The New York Knights are “a last-place, dead-to-the-neck-up ball club” when Roy Hobbs walks onto their field as their newest signed player in Barry Levinson’s 1984 film The Natural. The year is 1939 and Roy has just come up from the minor leagues, and when he enters the dugout and produces his contract from the team’s chief scout, the coaches are stupefied at the sight of him. “People don’t start playing ball at your age,” the manager Pop Fisher (Wilford Brimley) snaps. “They retire!” Roy is in his mid-30s, which is old for the game as it is, but his unsuitability is accentuated even further via his portrayal by a 47-year-old Robert Redford: as handsome and spry as he was in the films that made him famous 15 years before, but now wearier, softer, a bit grizzled. “We don’t need no middle-aged rookies,” Pop tells him (a hilarious thing for anyone to tell Robert Redford at this point in his career).
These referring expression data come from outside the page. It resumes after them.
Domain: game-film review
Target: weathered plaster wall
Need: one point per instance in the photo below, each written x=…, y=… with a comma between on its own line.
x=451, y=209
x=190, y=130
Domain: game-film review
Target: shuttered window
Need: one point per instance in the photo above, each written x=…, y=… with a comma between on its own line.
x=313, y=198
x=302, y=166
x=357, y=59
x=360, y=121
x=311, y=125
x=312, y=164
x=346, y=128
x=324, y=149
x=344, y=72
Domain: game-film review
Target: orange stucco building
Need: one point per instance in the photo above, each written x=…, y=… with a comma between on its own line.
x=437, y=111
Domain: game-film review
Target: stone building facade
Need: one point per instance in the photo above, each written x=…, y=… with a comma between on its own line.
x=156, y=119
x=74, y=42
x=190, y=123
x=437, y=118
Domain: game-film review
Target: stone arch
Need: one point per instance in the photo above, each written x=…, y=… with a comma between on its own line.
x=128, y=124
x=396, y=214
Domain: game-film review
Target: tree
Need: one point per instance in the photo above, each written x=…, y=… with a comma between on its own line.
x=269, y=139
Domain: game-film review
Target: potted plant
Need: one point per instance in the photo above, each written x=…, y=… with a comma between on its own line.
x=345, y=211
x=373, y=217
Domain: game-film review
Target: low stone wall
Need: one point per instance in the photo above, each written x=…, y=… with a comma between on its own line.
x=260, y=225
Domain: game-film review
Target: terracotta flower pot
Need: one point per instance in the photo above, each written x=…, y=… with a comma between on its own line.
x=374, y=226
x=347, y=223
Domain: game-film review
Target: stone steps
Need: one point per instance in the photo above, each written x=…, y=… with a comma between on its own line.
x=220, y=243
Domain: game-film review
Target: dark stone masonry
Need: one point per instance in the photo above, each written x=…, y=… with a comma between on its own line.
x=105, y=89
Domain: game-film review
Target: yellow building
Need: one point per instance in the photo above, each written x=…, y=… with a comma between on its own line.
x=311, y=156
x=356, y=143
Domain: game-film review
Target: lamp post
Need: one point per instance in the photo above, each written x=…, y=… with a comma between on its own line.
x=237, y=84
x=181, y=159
Anyway, Pop doesn’t want to waste his time with Roy, so he benches his new player from the start, planning to wait out his contract and send him back down to the minors as soon as he can.
Casting the older, more wrinkled Redford as the just-beyond-his-prime Roy goes a long way, though; his tired face and terse delivery suggest that he has aged beyond his years. He has toiled, perhaps even suffered. When he walks into the sun of the field, out of the swooping shadows of the dugout below the stands, we are witnessing a strained, long-overdue return.
It is clear to us already that Pop is foolish not to bet on Roy to save his floundering team; we’ve seen Roy play before, in a flashback to his younger days, and know him to be a virtuoso at the sport. Eventually, when Pop does finally let Roy get up to bat, Roy hits a grand slam with so much power that he tears the cover off the baseball and so sends the entire ballpark up in cheers. It’s clear that Roy is the vessel for the Knights’ possible salvation. But even with his godlike skill, Roy is at a great disadvantage, not because of his age, but because there are forces conspiring against the Knights. Pop’s Mephistophelean partner, simply known as “the Judge” (Robert Prosky) has staked a claim against the Knights; if the team loses the Pennant at the end of the season, then Pop has to forfeit his shares of the team to the Judge. The Judge has agents all around who help ensure that this will happen, from ballplayers like Bump Bailey (Michael Madsen) who purposefully whiff, to a one-eyed bookie named Gus Sands (Darren McGavin), who profits handsomely every time the Knights lose a game. And then there’s Memo Paris (Kim Basinger), a jinxed femme fatale who does their bidding, and who begins to date Roy after his star begins to rise, mostly so the Judge and Gus can get him in their corner.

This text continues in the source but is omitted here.